Por Guadalupe Galván
Las escenas de caos en Los Ángeles, el fin de semana, con la gente enfrentándose a los agentes federales, rechazando las redadas para atrapar indocumentados, son una prueba de que frente a una amenaza tras otra, de que, cuando se tiene constantemente un cuchillo en el cuello, el miedo puede convertirse en otra cosa… en ira.
Los migrantes se convirtieron en la piñata de Donald Trump. No de ahorita, sino desde su primera campaña, en 2016. Pero esta vez, quizá ha ido demasiado lejos.
A la detención de migrantes en sus centros de trabajo ahora se suman arrestos afuera de las cortes migratorias —les exigen cumplir la ley y les dan todas las razones del mundo para no hacerlo— e incluso en ceremonias de graduación. Los videos de madres implorando que las dejen recoger a sus hijos en la escuela antes de llevárselas; de hijos buscando a sus padres que se llevó “la migra”; las deportaciones exprés sin conceder a los migrantes derecho alguno, han terminado por hacer mella.
Los migrantes tienen miedo de ir a trabajar, a la tienda, a rezar… casi a respirar, porque pueden ser detectados y expulsados sin miramientos.
Sólo el ruido nacional e internacional que desató la noticia de que Trump deportaría a una niña mexicana enferma, que depende de una atención médica que en México no tendría, y que sin ella simplemente morirá, impidió que fuera expulsada del país, junto con su familia.
Con 11 millones de migrantes, la constante presión de Trump era una bomba de tiempo, que terminó por estallar el fin de semana.
Sin un lugar seguro: ni ciudades santuario, ni iglesias, ni hospitales, ni escuelas, cientos de personas optaron por el último recurso: enfrentarse a las autoridades para gritarles “¡No a las deportaciones!”, no entregarse sin luchar.
Es un Estados Unidos totalmente distinto de aquel por el que millones han arriesgado sus vidas, aquel donde podrían cumplir el sueño americano y vivir, finalmente, sin miedo a la persecución, a la violencia, a la falta de una vida de calidad para ellos y sus familias en sus lugares de origen. Sí, indudablemente entre quienes han llegado a suelo estadounidense también hay criminales, mareros y gente del Tren de Aragua. Pero la inmensa mayoría sólo busca una vida mejor, que ahora, ya no tiene.
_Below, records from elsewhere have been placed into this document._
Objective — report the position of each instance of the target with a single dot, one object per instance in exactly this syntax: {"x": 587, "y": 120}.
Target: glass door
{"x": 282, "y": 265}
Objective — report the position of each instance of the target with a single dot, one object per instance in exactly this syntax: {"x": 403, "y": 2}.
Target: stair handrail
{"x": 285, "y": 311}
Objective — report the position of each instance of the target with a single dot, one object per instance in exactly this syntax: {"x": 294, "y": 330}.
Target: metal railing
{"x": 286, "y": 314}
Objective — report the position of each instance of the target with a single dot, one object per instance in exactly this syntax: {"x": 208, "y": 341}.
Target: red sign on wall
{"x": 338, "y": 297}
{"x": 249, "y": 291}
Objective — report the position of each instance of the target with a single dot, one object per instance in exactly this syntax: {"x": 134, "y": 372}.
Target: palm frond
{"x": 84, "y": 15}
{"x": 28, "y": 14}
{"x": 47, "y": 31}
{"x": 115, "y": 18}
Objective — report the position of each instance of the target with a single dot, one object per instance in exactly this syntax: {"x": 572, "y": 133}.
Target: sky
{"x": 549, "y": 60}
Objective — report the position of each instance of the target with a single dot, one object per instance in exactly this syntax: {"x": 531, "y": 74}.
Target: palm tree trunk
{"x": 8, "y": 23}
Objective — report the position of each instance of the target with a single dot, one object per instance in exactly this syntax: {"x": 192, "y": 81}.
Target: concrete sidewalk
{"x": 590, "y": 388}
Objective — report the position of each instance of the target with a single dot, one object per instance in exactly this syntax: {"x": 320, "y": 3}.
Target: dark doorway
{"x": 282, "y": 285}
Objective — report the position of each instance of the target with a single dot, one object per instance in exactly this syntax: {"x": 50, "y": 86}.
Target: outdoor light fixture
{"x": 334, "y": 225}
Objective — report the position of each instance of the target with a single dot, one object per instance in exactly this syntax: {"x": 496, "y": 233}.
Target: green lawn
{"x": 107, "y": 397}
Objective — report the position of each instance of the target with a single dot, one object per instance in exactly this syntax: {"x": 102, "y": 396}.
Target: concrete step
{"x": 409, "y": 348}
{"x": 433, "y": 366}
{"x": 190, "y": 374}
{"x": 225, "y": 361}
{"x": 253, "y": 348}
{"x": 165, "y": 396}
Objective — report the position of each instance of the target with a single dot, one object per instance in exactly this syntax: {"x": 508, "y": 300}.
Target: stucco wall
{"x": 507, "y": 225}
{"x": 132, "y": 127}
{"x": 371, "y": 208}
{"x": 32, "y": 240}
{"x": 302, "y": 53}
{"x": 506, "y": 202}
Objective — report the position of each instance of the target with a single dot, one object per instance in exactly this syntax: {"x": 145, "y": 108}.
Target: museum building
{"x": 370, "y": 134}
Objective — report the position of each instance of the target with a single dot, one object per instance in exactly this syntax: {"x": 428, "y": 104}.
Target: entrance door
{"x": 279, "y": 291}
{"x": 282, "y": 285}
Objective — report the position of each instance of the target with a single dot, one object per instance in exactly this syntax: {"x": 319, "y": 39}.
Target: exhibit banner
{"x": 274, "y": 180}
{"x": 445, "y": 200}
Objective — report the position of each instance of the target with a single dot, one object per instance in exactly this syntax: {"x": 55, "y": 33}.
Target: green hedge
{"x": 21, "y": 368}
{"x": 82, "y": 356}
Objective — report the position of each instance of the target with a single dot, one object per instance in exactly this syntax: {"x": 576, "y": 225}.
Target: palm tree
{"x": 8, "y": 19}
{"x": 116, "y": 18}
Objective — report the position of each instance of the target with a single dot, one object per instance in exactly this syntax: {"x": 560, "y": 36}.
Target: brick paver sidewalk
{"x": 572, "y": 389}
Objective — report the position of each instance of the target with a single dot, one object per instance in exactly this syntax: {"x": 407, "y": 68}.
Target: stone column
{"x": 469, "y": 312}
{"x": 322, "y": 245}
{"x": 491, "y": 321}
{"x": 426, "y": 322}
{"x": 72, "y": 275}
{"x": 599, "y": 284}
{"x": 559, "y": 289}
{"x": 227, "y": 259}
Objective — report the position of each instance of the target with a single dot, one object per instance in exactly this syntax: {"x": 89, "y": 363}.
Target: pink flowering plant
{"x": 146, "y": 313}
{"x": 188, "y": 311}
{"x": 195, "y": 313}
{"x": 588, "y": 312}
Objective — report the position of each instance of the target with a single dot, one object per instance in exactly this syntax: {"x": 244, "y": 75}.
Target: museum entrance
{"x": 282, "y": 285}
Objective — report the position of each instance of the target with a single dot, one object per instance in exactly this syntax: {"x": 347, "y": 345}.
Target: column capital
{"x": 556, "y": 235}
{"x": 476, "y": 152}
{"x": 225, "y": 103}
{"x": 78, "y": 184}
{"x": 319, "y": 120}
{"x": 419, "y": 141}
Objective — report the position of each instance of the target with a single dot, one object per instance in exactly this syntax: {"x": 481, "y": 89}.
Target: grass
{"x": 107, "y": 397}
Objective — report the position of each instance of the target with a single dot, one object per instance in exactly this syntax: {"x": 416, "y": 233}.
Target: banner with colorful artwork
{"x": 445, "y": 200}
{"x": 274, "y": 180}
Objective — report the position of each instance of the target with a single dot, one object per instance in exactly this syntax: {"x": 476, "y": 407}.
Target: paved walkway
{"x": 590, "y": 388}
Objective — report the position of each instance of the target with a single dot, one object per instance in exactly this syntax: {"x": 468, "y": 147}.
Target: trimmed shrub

No son sólo los migrantes. En el Estados Unidos de hoy, no existen aliados. Existen líderes a quienes Trump no duda en humillar en público; existen acuerdos que el presidente irrespeta cada que amanece con el ánimo para hacerlo; existen jueces a los que el mandatario intenta saltarse para salirse con la suya; existen conflictos de interés que no duda en ignorar si es en beneficio suyo, de sus negocios, de sus bitcoins.
A pesar de los llamados del sector de la construcción, del restaurantero, de no condenarlos a muerte al arrebatarles una mano de obra que es vital, Trump persigue a los migrantes como ojalá persiguiera a los corruptos, a los terroristas. Sin importar que negocios medianos y pequeños advierten que no sobrevivirán con los aranceles de Trump, que los análisis revelan el daño que está causando a la economía, los mantiene, o los usa como un arma en aras de supuestos acuerdos que, hasta ahora, no dejan nada en claro.
Sin importar las advertencias sobre el déficit que causará su “hermoso” plan fiscal, insiste y lo defiende, sabiendo que sus grandes amigos, los multimillonarios, se verán beneficiados.
En el Estados Unidos de hoy, no existe nadie. Sólo Trump, primero y el último.